Mr Foster: We very much welcome the change, not just in this, but perhaps other areas of policy as well from the Obama Administration. Certainly, their budget commitments on global health and what they said on sexual reproductive health and rights we have welcomed, the focus on broader health issues is perhaps more in line with what DFID has been doing itself, including child and maternal health and family planning which clearly have some benefits on HIV/AIDS as well, and the robust funding mechanisms that they are looking to bring in, again we welcome that, so we think that actually, by the changes that President Obama has made in his Administration, it enables us to have perhaps an even closer working relationship between DFID and USAID actually on the ground.

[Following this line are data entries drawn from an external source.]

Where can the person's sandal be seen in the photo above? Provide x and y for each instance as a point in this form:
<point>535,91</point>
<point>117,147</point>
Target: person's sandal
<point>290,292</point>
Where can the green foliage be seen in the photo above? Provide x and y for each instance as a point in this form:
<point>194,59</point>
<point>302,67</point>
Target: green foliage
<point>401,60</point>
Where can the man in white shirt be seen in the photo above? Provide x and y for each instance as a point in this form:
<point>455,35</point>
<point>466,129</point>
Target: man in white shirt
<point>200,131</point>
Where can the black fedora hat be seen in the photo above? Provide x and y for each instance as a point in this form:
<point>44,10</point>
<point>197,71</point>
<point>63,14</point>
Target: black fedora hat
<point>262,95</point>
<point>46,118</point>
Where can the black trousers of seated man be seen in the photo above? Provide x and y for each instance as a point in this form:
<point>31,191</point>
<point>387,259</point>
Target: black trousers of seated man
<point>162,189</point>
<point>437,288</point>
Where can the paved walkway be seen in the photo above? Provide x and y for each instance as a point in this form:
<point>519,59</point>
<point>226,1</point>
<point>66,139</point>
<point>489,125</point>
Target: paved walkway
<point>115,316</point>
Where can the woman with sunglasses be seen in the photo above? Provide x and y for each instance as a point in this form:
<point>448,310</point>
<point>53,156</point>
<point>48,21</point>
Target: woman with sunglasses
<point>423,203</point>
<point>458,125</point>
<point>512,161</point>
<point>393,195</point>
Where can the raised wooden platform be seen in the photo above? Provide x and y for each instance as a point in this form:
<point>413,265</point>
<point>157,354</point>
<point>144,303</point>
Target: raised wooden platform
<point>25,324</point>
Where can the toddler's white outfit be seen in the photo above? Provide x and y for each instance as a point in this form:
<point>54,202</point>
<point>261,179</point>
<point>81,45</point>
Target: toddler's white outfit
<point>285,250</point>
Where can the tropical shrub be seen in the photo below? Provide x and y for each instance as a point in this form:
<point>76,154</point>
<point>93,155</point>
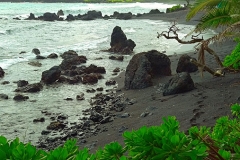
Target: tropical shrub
<point>147,143</point>
<point>233,60</point>
<point>175,8</point>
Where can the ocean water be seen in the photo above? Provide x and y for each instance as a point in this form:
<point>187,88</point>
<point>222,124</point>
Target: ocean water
<point>85,37</point>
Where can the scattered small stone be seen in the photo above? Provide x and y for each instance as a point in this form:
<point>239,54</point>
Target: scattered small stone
<point>22,52</point>
<point>39,120</point>
<point>106,120</point>
<point>20,97</point>
<point>132,101</point>
<point>44,132</point>
<point>116,69</point>
<point>36,64</point>
<point>110,82</point>
<point>22,83</point>
<point>36,51</point>
<point>62,117</point>
<point>118,58</point>
<point>90,90</point>
<point>1,72</point>
<point>56,125</point>
<point>5,82</point>
<point>80,97</point>
<point>52,55</point>
<point>150,108</point>
<point>124,115</point>
<point>100,89</point>
<point>122,129</point>
<point>40,57</point>
<point>68,99</point>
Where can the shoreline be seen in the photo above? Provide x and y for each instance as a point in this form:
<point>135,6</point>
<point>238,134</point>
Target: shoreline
<point>201,106</point>
<point>210,100</point>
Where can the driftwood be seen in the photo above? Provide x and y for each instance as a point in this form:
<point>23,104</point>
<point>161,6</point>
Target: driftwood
<point>201,47</point>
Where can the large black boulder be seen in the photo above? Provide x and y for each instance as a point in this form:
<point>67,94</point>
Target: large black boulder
<point>35,87</point>
<point>51,75</point>
<point>1,72</point>
<point>180,83</point>
<point>143,67</point>
<point>120,43</point>
<point>50,16</point>
<point>185,65</point>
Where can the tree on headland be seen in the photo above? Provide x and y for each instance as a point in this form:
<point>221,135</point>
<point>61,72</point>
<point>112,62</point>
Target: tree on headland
<point>223,15</point>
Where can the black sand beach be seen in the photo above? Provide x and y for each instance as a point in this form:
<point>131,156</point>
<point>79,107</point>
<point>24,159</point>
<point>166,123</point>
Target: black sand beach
<point>210,100</point>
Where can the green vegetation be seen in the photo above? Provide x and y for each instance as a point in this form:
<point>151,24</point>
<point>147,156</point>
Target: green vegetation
<point>232,61</point>
<point>148,143</point>
<point>94,1</point>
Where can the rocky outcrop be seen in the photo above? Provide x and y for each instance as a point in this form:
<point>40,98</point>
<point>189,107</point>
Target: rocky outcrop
<point>118,58</point>
<point>20,97</point>
<point>36,51</point>
<point>89,79</point>
<point>124,16</point>
<point>51,75</point>
<point>94,69</point>
<point>95,14</point>
<point>31,17</point>
<point>49,17</point>
<point>120,43</point>
<point>184,64</point>
<point>71,58</point>
<point>60,13</point>
<point>3,96</point>
<point>1,72</point>
<point>145,66</point>
<point>52,56</point>
<point>70,17</point>
<point>155,11</point>
<point>70,80</point>
<point>180,83</point>
<point>35,87</point>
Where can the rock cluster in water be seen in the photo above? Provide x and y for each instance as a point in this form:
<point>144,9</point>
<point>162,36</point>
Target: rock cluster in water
<point>90,15</point>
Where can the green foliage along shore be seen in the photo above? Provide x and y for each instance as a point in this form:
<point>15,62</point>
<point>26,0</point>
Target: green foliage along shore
<point>97,1</point>
<point>147,143</point>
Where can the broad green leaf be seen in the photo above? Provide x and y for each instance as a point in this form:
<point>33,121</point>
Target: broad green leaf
<point>2,155</point>
<point>175,139</point>
<point>3,140</point>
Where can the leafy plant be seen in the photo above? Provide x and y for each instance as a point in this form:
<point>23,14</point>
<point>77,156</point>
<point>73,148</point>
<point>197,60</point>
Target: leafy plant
<point>233,60</point>
<point>175,8</point>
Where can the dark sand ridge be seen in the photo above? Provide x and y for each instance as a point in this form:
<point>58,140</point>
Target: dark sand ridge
<point>211,99</point>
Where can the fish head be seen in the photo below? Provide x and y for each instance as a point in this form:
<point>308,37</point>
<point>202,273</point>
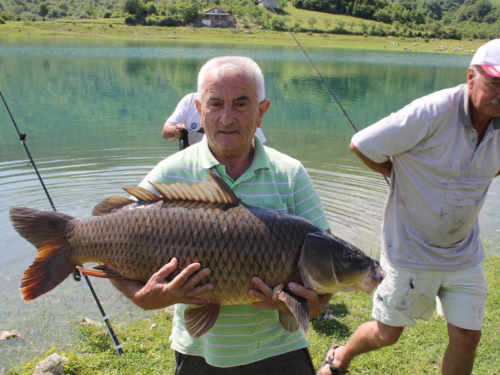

Q62 John Battle: In terms, say, of policy, fine, but, if it stretches the budget from five years to six, we might be worse off, which is what they have done.

Mr Foster: We think they are making some very positive noise about the amount of money that they are putting into the system about how it is going to be spread. Perhaps as an example in-country, Kenya is a good example, Alastair, of the work that we have done with the Americans.

Mr Robb: Yes, I think we are getting very good working relationships at country level, and PEPFAR, working less vertically through its own initiative and working with us and co-operating with national governments, so setting up partnership agreements so that it is consistent with the overall AIDS or health strategy, indicates their commitment to working better and achieving wider sets of outcome.

Q63 John Battle: So there is an in-country discussion with the Americans where you are working together?

Mr Robb: Yes.

Q64 John Battle: Which is good, and at the policy level, is there a discussion at the Washington level as well, so is DFID helping to jointly formulate the policy?

Mr Ash: Yes, there certainly is. At the policy level, we talk to the US on eight issues, on maternal and child health, on sexual reproductive health, and we have been having discussions with them over several years and that is continuing and working well.

Q65 Chairman: Certainly, the Committee had an early meeting with USAID representatives very shortly after President Obama was elected, and indeed no doubt they were visiting other departments as well, in which they were openly saying, "We can now work alongside DFID", whereas previously we were not doing so, so are you telling us that this is really happening on the ground?

Mr Foster: Yes, and the advantage is that, under their old way of running it, it would have been very much project-led with no incentive to have the partnerships and collaborative working that they are now free to have, and obviously some of the restrictions they used to have about where they worked, with those disappearing, it just gives them more freedom to work with us and others.

Chairman: They certainly appear to be liberated in their approach.

John Battle: May I suggest that we might also need to keep an eye on the budgets to make sure that they are not reduced so that the impact is that less people get assistance, if we are not careful, which is difficult perhaps.

Q66 Chairman: Well, thank you. There are one or two issues you have said you will write to us to give us more information.

Mr Foster: Of course, Chairman.

Q67 Chairman: May I just make the usual point that we have a very tight timescale on this one.

Mr Foster: Because you are reporting on World AIDS Day.

Q68 Chairman: That is our objective, so obviously anything you can give us, the quicker you can give it to us, the better. Perhaps I can also repeat the point that I think there is a lot you could do from the data you have in the Department to publicise it more effectively on your website and in other ways which would actually be in everybody's interests, and we may come back to that.

Mr Foster: That has come across loud and clear.

Chairman: We are obviously going to be doing a report on your annual report and we may repeat that then. Thank you very much indeed; it has been very helpful.